Five questions with Maria Bamford
Pasatiempo: You are headlining Santa Fe’s first major comedy festival. What are your thoughts on comedy festivals, generally?
Maria Bamford: I am extremely biased, as a comedian being paid well to come to perform at a festival in Santa Fe, but I LOVE COMEDY FESTIVALS IN SANTA FE! I am grateful for comedy festivals, as [they are] an alternative to the older comedy club/casino model. Festival crowds are fans of the art of comedy, in general, rather than people coming in to be entertained, generally.
Pasa: As a seasoned stand-up comedian who has been on the road many times, do you have any advice for the aspiring and emerging comics who will appear at the CloudTop Comedy Festival?

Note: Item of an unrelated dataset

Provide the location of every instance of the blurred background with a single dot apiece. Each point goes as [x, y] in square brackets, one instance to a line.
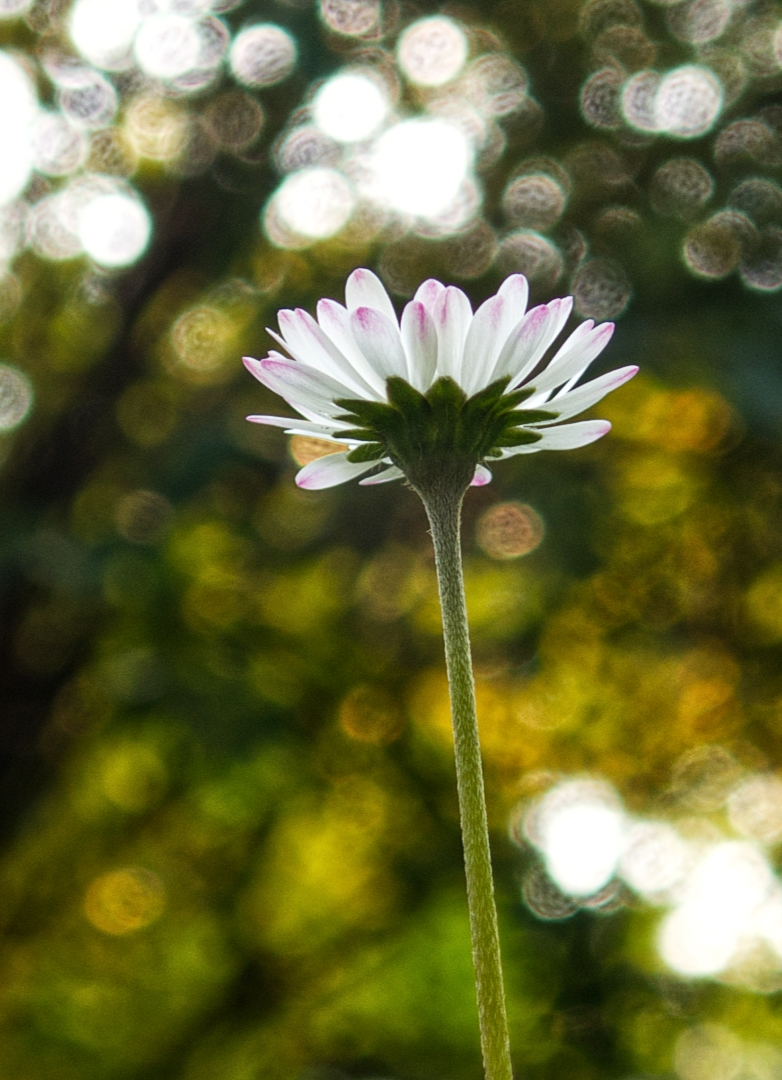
[227, 805]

Bamford: I am not a “road dog.” I don’t do well (I bomb) on a sports bar “comedy night.” The only reason I’ve been able to have a long-term career has been the advent of the internet and the growth of alternative venues like comedy festivals. My only advice is the advice I’d give myself, which is enjoy meeting other comedians and eating whatever sponsor swag (donuts?) that is available. Also, if you didn’t make the “cut” to be in the festival and are a local comic, MAKE YOUR OWN FRINGE FESTIVAL! That is the great thing about comedy: You can make your own venue anywhere, and no one can say you don’t belong. They can say you don’t, but you have an amp and a spotlight you bought online and you are doing a show in the corner of a coffee shop — so you can’t hear them. Use your rage at the machine to book a midnight live-streaming Santa Fe Super Secret Comedy Festival of One.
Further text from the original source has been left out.